The US Navy Personnel Diversity Directorate said the siblings’ grandfather, an obstetrician in the Philippines, was commissioned as a US Army Colonel during World War II.
Their parents immigrated to Minnesota in the 1960s and later settled in San Antonio, Texas. Their father was physician in the US Navy and retired with the rank of Captain.
At the prodding of her father, Bono availed of the US Navy’s Health Professions Scholarship program, earning her medical degree at Texas Tech and kicked off her naval carrer with a general surgery residence at the Portsmouth, Virginia Naval Hospital.
She was the first woman to graduate from the program.
"Service to others; service to country," Bono explained. "It was ingrained in us by our father and mother in gratitude to their adopted country, the United States."
"I had tremendous support from the department,” she said. "What I enjoyed about being in the Navy was that I always felt confident that my ability to be advanced was going to be based on my capabilities and my performance. I felt that I had an equitable opportunity to succeed."

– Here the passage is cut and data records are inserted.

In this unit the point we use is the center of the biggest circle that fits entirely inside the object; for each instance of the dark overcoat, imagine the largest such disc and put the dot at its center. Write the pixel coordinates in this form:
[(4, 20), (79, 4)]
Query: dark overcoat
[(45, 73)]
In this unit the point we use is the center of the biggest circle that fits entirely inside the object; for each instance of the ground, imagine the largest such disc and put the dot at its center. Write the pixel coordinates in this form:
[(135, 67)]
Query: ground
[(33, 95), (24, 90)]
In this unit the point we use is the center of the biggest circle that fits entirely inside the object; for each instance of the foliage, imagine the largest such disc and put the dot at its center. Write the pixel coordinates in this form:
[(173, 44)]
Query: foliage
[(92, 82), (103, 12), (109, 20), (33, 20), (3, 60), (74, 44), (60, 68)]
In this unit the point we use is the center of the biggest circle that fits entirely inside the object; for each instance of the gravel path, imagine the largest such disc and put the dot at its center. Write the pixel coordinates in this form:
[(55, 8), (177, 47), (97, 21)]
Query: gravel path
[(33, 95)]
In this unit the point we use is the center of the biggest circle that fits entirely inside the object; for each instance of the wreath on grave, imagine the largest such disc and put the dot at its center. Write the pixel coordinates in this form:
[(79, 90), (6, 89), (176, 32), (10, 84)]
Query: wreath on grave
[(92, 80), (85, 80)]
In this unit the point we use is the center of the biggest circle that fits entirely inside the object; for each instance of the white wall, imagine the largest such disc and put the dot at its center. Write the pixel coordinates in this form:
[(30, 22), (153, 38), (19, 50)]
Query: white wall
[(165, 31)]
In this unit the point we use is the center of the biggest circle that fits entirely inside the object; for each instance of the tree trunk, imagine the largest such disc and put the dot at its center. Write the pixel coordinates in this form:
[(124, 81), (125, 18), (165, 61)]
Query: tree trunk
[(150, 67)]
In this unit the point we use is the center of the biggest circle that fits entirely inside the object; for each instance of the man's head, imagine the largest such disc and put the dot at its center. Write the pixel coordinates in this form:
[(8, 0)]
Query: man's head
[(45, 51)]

She was deployed to Saudi Arabia to help manage Fleet Hospital 5 during the first Gulf War. After three years commanding Naval Hospital Jacksonville in Florida (the 4th largest in the US Navy), Bono was appointed chief of staff of the TRICARE Management Activity in September 2008.

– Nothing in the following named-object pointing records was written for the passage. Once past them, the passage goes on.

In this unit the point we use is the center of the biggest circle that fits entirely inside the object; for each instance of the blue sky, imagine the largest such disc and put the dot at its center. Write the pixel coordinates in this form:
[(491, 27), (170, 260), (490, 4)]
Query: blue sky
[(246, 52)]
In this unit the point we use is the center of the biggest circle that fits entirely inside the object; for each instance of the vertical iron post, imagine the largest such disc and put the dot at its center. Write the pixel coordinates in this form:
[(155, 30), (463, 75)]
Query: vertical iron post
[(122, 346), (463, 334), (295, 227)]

In 2010, she became the deputy director of medical resources, plans and policy for the chief of naval operations.
She was named as one of the 100 most influential Filipino women in the United States in 2009.
On the other hand, Cruz graduated from the US Naval Academy in Annapolis, Maryland in 1980 and was assigned to the Knox-Class frigate USS Gray. In 1982, he earned the Pacific Fleet Shiphandler of the Year Award.
He returned to Annapolis two years later as an admissions and congressional liaison officer. He transferred to the Navy Reserve in 1986 but remained active in academy admissions for the next 22 years with particular interest in promoting diversity.
"I've seen first-hand the strides we've made over the years," he declared.
Cruz completed six command tours, much of them in special operations assignments. Units he commanded earned the Leo Bilger Award for mission effectiveness and the Meritorious Unit Commendation for exceptional performance, the report said. He was appointed to his current position in February 2010.
But he has always looked up to his sister. "She was the smart one and very disciplined at everything she did," he enthused. "Dad set the bar and she raised that bar. Quite frankly, she deserved to make flag before I did."
Both Bono and Cruz are proud of their Filipino American heritage. "The Navy has been a great place to pursue a career and still maintain the essence of who you are as an individual and a member of a particular ethnic group," Bono said.
"It's an environment that values the different, representative groups to enhance and promote the people who are serving."